"Oh, ma'am, it is—it is about the master," sobbed the girl.
"Why he can't—he has not—oh, merciful God! He has not hurt himself," she almost screamed.
"No, ma'am, no; not himself; no, no, but—" and again she hesitated.
"But what? Speak out, Willett; dear Willett have mercy on me, and speak out," cried her wretched mistress.
"Oh, ma'am, don't be fretted; don't take it to heart, ma'am," said the maid, clasping her hands together in anguish.
"Anything, anything, Willett; only speak at once," she answered.
"Well, ma'am, it is soon said—it is easy told. The master, ma'am—the master is gone with the Frenchwoman; they went in the traveling coach last night, ma'am; he is gone away with her, ma'am; that is all."

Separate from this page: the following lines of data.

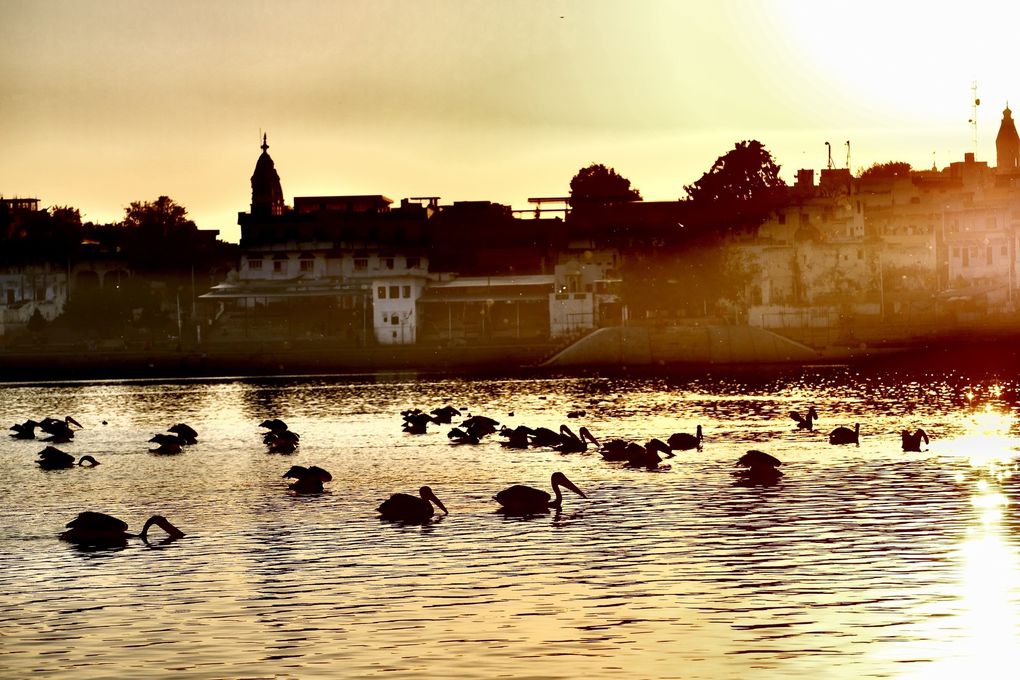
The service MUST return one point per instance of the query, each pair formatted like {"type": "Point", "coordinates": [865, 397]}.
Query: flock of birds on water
{"type": "Point", "coordinates": [754, 468]}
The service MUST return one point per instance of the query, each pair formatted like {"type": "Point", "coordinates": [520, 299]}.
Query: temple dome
{"type": "Point", "coordinates": [267, 195]}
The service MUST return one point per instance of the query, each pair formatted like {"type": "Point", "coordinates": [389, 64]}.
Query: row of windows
{"type": "Point", "coordinates": [395, 292]}
{"type": "Point", "coordinates": [360, 264]}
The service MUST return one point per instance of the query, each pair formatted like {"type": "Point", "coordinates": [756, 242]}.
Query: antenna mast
{"type": "Point", "coordinates": [974, 103]}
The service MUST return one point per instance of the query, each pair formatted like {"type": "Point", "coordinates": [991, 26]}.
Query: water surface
{"type": "Point", "coordinates": [864, 562]}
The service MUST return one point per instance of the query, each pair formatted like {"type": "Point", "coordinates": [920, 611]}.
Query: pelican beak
{"type": "Point", "coordinates": [569, 484]}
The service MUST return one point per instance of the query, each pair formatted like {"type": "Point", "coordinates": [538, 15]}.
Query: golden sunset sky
{"type": "Point", "coordinates": [108, 102]}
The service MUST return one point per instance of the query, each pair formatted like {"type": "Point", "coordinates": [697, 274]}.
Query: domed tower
{"type": "Point", "coordinates": [1007, 145]}
{"type": "Point", "coordinates": [267, 195]}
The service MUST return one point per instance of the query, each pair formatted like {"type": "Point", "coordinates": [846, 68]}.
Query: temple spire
{"type": "Point", "coordinates": [1007, 144]}
{"type": "Point", "coordinates": [267, 195]}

Mrs. Marston looked at the girl with a gaze of stupefied, stony terror; not a muscle of her face moved; not one heaving respiration showed that she was living. Motionless, with this fearful look fixed upon the girl, and her thin hands stretched towards her, she remained, second after second. At last her outstretched hands began to tremble more and more violently; and as if for the first time the knowledge of this calamity had reached her, with a cry, as though body and soul were parting, she fell back motionless in her bed.
Several hours had passed before Mrs. Marston was restored to consciousness. To this state of utter insensibility, one of silent, terrified stupor succeeded; and it was not until she saw her daughter Rhoda standing at her bedside, weeping, that she found voice and recollection to speak.
"My child; my darling, my poor child," she cried, sobbing piteously, as she drew her to her heart and looked in her face alternately—"my darling, my darling child!"